Pepe - Acho que foi. O time era excelente do goleiro ao ponta esquerda, muito bom. Só era criticado pela defesa que sofria muitos gols, mas era o preço pela ofensividade. O Zito era o nosso sexto atacante e a nossa defesa contou com grandes jogadores como Gilmar, Mauro e Lima. O Santos da década de 60 foi empolgante, ganhou tudo o que viu pela frente. Além de tudo, mesmo com uma goleada sofrida, nos recuperávamos com muita facilidade. Os tempos são outros, esse Barcelona também é ótimo. As épocas são distintas, mas acho que levamos uma ponta de favoritismo. Creio que contra esse Barcelona seria um jogaço, um 4 a 4 e o Santos ganharia na prorrogação.
Terra - Você brinca ao dizer que é o maior artilheiro da história do Santos. É algo hipotético, mas se o Neymar permanecesse aqui a carreira inteira acredita que poderia ultrapassar os seus 405 gols? E ele, até pelos títulos, uma Libertadores depois de 48 anos, assim como o Pelé já lidera uma era?
Pepe - É possível, mas também não me preocupo com isso. Ele faz gol como quem vai a mercearia fazer compras. É um brilhante jogador. Mas 405 é um número bem elevado, não? Falta bastante. Vamos acompanhar, se ele me passar bato palmas. Acho que essa já pode ser considerada a era Neymar. O destaque é sempre para o melhor do time, um fora de série. O Ganso também é ótimo, viria logo a seguir, mas é a era Neymar mesmo.
Terra - Você acredita que um dos dois, por sinal, encaixaria naquele supertime de vocês da década de 50 e 60?
Pepe - Onde vão entrar no lugar de Dorval, Mengálvio, Coutinho, Pelé e Pepe? Não sei onde entraria. O Dorval foi excepcional, só não foi maior porque se mudou para a Argentina e tinha o Garrincha na época, um 'etezinho'. Coutinho também era excelente, parecia o Romário. É ruim comparar épocas, cada um defende a sua.
Terra - Ainda com relação ao Neymar, acredita que falta algum fundamento para ele ou já é completo? Pode bater melhor faltas, por exemplo? E quanto a batida de forte, de longe, é um fundamento que pode ser trabalhado ou é genético?

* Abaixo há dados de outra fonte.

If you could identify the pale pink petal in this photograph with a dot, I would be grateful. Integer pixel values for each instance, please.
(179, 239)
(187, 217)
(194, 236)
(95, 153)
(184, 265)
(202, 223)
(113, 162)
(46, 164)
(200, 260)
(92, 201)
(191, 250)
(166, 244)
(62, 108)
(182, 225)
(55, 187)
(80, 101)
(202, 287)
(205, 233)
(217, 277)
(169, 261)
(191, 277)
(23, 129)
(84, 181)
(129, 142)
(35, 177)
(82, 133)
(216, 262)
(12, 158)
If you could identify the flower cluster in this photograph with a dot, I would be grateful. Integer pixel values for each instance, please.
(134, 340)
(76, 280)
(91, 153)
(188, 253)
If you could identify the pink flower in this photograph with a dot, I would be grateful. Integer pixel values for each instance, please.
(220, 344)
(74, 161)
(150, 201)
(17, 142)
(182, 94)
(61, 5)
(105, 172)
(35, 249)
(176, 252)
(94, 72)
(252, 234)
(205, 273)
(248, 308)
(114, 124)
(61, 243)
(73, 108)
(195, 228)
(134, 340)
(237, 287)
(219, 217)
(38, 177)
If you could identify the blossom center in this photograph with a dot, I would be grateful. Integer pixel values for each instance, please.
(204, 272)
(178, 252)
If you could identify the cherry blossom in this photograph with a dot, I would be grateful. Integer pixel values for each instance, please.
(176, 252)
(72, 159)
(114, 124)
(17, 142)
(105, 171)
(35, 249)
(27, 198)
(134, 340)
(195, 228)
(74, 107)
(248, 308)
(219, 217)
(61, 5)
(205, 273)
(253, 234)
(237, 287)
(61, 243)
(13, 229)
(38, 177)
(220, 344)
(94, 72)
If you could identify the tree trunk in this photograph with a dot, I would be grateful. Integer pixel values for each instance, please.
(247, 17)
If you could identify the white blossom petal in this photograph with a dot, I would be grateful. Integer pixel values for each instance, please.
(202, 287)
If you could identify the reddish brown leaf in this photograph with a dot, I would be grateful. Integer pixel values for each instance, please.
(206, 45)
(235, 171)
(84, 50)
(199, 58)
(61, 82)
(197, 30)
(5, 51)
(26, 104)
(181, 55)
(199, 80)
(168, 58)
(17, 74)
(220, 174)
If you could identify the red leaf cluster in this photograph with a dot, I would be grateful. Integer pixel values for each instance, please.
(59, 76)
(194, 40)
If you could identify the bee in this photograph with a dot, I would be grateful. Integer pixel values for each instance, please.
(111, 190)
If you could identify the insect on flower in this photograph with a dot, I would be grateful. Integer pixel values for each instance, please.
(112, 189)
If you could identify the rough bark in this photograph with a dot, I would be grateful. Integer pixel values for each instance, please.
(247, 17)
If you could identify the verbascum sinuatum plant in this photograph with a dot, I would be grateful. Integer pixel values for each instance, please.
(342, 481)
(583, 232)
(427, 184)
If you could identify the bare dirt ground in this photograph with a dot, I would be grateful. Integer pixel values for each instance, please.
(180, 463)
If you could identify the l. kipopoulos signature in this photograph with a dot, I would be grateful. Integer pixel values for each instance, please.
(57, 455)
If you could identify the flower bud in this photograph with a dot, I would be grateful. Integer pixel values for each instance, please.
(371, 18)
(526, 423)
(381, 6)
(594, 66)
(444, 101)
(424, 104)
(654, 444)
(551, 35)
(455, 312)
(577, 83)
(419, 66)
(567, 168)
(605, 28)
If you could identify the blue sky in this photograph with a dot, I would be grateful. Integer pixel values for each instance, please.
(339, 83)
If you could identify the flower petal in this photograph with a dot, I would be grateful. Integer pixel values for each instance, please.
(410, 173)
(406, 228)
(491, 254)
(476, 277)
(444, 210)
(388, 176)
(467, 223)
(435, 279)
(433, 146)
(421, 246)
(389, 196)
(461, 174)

Pepe - O Santos não tem nenhum grande batedor de faltas. Quando conversar com ele pedirei para bater porque vai desandar a fazer gols. Não tenho nenhuma preocupação que ele passe os meus 405 e fico torcendo para que bata principalmente as da entrada da área. Precisará treinar muito, mas é o mais indicado. A batida de longe, forte, nem o Neymar e nem o Ganso podem. Na minha época, o Lula me falava para 'tirar sangue da bola'. Marquei mais de 70 assim, mas o Santos pode criar especialistas em colocar por cima da barreira. O meu chute era acima do comum, chegou a 122 km por hora, medido por um conversor. Cheguei a receber uma proposta para ser kicker (chutador no futebol americano) em uma das minhas últimas viagens pelo Santos, nos Estados Unidos. Vencemos por 3 a 2 e me fizeram uma proposta boa, cinco vezes mais do que ganhava no Santos. Pensei, balencei, mas não era a minha.
Terra - O senhor foi técnico, sabe bem como escalar um time. Conseguiria os 11 titulares do time dos 100 anos do Santos? Pode ser no esquema que achar mais conveniente.
Pepe -Vou ter que colocar o Pelé na meia, então, para caber todo mundo, mas assim você me complica. Bom, vamos lá: Gilmar; Carlos Alberto Torres, Ramos Delgado, Calvet e Dalmo; Zito e Pelé; Dorval, Coutinho, Neymar e Pepe. Está bom?